Ein offizielles Ergebnis wird für Montag erwartet. «Ich werde euch nie im Stich lassen», wandte sich Selensky in seinem Kiewer Wahlstab an seine Anhänger. «Ich bin zwar noch nicht als Präsident vereidigt, aber ich kann das Folgende sagen: An alle postsowjetischen Länder: Schaut auf uns – alles ist möglich!»

Der abgewählte Präsident Poroschenko erkannte seine Niederlage an und sagte, er werde Selensky anrufen, um ihm zu seinem Sieg zu gratulieren. «Schon in einem Monat verlasse ich mein Amt als Präsident. So haben es die Ukrainer entschieden, und ich respektiere ihre Entscheidung. Ich verlasse mein Amt, aber ich verlasse nicht die Politik, ich werde weiter für die Ukraine kämpfen», sagte Poroschenko.

Sein Team und er seien bereit, Selensky in der Übergangszeit bis zu dessen Vereidigung zu helfen und ihn bei allen Entscheidungen zu unterstützen, «die im nationalen Interesse der Ukraine sind und uns näher zur EU und zur Nato bringen».

Vorgezogene Neuwahlen?

Die Wahlkommission der Ukraine hat bis zum 1. Mai Zeit, um das offizielle Endergebnis bekanntzugeben. Danach setzt das Parlament den Tag der Amtseinführung des neuen Präsidenten fest – diese müsste unter Ausschöpfung aller Fristen spätestens am 3. Juni erfolgen. Der kommende Präsident steht einem von Noch-Präsident Poroschenko und seinen Anhängern dominierten Parlament entgegen. Selensky hat bereits eine Partei registriert, die nach der Fernsehserie «Diener des Volkes» benannt ist, in der Selensky seit 2015 einen unbestechlichen Präsidenten spielt. Die Selensky-Partei liegt in Umfragen bei 26 Prozent und würde in einem neuen Parlament dominieren, doch weit von einer absoluten Mehrheit entfernt sein.
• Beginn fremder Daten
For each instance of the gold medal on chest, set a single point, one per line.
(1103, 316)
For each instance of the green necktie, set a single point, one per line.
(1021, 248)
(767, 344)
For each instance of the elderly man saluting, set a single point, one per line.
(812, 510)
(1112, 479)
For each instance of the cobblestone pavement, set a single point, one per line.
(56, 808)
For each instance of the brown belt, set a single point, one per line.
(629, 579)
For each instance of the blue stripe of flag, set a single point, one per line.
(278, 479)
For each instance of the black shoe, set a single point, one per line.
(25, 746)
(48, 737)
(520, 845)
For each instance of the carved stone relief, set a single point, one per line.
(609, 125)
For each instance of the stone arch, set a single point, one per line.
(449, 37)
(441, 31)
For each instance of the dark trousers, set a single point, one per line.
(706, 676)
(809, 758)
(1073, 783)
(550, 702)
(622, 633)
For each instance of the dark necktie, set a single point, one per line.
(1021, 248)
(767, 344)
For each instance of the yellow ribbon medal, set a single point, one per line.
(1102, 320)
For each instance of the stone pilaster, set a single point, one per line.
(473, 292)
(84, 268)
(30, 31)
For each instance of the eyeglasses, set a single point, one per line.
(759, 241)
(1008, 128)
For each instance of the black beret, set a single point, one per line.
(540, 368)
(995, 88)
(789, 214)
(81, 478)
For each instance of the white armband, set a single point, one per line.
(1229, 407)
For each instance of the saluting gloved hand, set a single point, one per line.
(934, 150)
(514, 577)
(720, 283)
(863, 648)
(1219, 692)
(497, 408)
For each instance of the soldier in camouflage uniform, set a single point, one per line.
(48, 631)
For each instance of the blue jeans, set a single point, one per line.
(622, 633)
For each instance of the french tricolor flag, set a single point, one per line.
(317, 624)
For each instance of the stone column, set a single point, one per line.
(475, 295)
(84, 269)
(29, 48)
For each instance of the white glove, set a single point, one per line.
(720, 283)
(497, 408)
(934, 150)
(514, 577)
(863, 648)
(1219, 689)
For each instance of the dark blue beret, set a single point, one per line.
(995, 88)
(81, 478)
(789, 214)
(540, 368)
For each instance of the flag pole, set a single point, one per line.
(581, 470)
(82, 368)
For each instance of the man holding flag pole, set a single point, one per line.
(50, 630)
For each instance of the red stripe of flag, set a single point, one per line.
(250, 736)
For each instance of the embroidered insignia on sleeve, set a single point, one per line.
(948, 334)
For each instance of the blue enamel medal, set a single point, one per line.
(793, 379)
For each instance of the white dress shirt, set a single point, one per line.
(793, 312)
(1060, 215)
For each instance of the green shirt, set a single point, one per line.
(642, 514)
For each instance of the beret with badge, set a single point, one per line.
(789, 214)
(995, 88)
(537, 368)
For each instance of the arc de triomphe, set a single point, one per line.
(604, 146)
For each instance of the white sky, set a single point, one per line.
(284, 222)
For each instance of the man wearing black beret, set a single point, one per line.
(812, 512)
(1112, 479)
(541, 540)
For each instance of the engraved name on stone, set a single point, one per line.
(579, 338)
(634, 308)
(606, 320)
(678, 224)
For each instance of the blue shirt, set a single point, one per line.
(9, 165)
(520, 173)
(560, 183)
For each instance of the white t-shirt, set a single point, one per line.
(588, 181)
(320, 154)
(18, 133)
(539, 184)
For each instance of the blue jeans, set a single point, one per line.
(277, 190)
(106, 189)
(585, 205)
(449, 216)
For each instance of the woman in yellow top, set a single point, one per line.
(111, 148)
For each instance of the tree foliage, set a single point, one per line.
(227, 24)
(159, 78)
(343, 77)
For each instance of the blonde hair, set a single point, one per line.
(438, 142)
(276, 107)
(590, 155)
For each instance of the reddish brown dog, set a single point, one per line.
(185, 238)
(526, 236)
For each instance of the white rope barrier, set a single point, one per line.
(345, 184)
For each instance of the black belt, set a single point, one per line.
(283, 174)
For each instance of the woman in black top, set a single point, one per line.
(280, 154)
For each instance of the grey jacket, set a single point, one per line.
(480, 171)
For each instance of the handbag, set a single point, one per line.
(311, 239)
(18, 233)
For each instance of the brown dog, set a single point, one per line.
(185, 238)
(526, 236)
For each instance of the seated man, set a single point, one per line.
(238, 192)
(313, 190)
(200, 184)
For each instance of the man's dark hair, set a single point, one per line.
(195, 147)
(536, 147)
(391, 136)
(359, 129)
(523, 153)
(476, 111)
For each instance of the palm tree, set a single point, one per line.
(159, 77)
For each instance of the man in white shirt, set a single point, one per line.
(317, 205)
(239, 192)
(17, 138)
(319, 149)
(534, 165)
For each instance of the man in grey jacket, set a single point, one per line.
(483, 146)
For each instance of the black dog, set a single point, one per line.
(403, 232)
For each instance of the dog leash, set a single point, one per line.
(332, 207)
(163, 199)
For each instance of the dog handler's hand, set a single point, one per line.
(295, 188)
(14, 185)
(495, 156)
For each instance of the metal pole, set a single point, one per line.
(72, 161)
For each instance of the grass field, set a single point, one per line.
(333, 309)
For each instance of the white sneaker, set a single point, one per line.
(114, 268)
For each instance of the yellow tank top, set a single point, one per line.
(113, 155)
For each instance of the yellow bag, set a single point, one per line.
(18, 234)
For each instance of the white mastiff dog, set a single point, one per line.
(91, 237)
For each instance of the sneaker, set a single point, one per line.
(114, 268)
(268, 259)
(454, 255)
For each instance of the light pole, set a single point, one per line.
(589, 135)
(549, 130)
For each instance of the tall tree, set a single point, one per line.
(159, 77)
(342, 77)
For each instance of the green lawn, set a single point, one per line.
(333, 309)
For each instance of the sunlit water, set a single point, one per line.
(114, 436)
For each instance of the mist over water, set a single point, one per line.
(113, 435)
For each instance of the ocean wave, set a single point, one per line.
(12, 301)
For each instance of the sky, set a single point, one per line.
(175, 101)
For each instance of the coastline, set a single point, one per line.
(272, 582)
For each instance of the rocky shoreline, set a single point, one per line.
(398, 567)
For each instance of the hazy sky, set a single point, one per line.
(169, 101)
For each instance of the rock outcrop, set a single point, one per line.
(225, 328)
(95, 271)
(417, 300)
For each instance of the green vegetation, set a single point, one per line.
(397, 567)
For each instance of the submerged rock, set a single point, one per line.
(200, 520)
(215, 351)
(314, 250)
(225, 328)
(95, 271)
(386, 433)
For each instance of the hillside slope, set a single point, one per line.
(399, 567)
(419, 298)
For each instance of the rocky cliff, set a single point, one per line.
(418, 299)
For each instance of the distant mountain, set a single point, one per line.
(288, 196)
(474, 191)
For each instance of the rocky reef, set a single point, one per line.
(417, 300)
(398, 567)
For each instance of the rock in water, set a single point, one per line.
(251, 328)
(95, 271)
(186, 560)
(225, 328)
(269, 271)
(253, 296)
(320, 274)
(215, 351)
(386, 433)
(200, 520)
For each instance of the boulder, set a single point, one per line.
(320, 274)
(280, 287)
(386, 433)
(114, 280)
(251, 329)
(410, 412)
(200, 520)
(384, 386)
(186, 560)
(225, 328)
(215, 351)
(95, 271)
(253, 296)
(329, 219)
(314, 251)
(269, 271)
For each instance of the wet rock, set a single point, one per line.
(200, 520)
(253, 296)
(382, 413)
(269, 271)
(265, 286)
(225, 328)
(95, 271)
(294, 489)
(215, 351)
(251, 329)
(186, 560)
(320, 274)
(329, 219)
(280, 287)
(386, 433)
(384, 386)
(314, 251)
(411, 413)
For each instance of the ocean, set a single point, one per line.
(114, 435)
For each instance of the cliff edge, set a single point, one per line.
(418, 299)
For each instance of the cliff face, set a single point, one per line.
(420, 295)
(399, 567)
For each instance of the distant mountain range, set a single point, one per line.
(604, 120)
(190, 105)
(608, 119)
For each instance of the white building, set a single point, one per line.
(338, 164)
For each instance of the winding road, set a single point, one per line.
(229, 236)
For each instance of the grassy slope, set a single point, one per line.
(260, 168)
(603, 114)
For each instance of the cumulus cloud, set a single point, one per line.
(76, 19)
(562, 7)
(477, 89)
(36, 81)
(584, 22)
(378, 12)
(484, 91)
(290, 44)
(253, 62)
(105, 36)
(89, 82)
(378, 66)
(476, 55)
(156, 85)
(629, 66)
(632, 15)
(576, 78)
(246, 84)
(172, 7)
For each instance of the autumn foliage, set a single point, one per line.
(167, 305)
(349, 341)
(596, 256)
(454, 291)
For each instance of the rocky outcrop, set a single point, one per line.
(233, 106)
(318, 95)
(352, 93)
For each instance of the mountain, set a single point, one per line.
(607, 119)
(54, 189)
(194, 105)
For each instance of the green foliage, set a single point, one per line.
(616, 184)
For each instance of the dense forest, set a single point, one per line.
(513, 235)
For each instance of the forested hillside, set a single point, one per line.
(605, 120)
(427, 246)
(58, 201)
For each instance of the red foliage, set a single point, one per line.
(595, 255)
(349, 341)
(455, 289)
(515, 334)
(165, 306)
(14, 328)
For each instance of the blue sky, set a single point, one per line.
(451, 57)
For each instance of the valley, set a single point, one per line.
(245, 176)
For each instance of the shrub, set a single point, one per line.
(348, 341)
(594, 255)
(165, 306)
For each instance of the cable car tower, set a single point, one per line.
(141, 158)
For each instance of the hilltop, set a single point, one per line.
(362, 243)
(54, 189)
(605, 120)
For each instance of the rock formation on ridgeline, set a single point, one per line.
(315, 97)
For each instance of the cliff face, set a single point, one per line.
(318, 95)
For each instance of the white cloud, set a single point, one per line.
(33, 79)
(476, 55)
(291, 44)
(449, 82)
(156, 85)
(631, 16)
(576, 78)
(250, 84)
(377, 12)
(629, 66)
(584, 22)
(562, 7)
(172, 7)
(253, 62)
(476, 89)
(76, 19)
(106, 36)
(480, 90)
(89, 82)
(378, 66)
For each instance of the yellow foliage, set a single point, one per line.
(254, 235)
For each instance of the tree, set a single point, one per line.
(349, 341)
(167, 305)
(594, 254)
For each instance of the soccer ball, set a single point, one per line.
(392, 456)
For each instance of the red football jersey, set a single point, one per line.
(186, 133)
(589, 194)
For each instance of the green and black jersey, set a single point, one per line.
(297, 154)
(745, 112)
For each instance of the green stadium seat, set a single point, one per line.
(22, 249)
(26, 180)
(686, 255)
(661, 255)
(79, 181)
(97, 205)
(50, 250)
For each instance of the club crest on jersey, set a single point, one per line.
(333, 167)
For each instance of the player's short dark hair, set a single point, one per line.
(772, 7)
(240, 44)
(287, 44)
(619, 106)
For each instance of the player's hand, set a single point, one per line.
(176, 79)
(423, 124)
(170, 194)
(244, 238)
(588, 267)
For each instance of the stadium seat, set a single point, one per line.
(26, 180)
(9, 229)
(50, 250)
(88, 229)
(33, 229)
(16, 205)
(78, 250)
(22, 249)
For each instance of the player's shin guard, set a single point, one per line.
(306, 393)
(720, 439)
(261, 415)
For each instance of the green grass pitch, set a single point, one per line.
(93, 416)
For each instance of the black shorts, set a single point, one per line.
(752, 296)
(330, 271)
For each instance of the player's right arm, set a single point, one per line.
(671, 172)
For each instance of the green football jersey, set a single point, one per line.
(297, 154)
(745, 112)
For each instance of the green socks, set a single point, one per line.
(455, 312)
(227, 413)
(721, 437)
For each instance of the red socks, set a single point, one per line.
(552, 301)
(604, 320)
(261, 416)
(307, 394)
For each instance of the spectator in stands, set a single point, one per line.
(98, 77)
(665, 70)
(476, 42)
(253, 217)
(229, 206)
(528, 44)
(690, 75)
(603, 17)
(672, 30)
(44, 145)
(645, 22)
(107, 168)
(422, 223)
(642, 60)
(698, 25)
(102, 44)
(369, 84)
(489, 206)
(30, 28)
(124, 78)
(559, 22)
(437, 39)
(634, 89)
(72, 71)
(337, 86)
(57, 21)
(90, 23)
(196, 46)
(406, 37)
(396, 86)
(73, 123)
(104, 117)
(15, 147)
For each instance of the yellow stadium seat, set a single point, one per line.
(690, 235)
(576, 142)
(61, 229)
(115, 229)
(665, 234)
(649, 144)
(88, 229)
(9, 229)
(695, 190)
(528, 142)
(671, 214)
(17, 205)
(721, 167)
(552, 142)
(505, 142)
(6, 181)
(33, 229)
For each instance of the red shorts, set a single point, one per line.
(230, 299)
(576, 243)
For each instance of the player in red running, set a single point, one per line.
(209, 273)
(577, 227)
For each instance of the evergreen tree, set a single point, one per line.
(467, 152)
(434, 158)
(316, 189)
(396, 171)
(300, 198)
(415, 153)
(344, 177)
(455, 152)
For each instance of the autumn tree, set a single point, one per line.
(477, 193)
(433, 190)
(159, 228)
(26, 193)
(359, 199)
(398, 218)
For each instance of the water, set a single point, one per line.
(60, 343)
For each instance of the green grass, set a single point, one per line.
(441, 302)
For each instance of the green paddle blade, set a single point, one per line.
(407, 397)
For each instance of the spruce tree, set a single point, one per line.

Ordnungsgemäss finden die nächsten Parlamentswahlen am 27. Oktober statt – allerdings denkt Selensky über eine mögliche Auflösung des Parlaments und vorgezogene Neuwahlen nach, um seine augenblickliche Popularität schnell in Stimmen für seine neue Partei umzuwandeln. Das aktuelle Parlament kann dies allerdings verhindern, wenn es die Vereidigung des neuen Präsidenten bis mindestens zum 27. Mai hinauszögert: Nach diesem Tag, an dem die letzten sechs Monate des Mandats des aktuellen Parlaments beginnen, darf der Präsident der Verfassung gemäss das Parlament nicht mehr auflösen.

Die Mahnung von Nayyem

Der reformorientierte Parlamentarier Mustafa Nayyem, der 2013 mit einem Aufruf die Demonstrationen auf dem Kiewer Maidan eingeleitet hatte, die zur Flucht des damaligen Präsidenten Wiktor Janukowitsch führten, mahnte Selensky, als Präsident nicht die Fälle Poroschenkos zu wiederholen: Selensky solle allen eine Absage erteilen, die in Hinterzimmerdeals Sonderbedingungen aushandeln wollten. Ausserdem solle sich Selensky nicht mit Oligarchen besprechen – eine Anspielung auf Kontakte des neugewählten Präsidenten zu dem umstrittenen Oligarchen Ihor Kolomoisky –, sondern mit den 73 Prozent der Ukrainer, die ihn gewählt hätten.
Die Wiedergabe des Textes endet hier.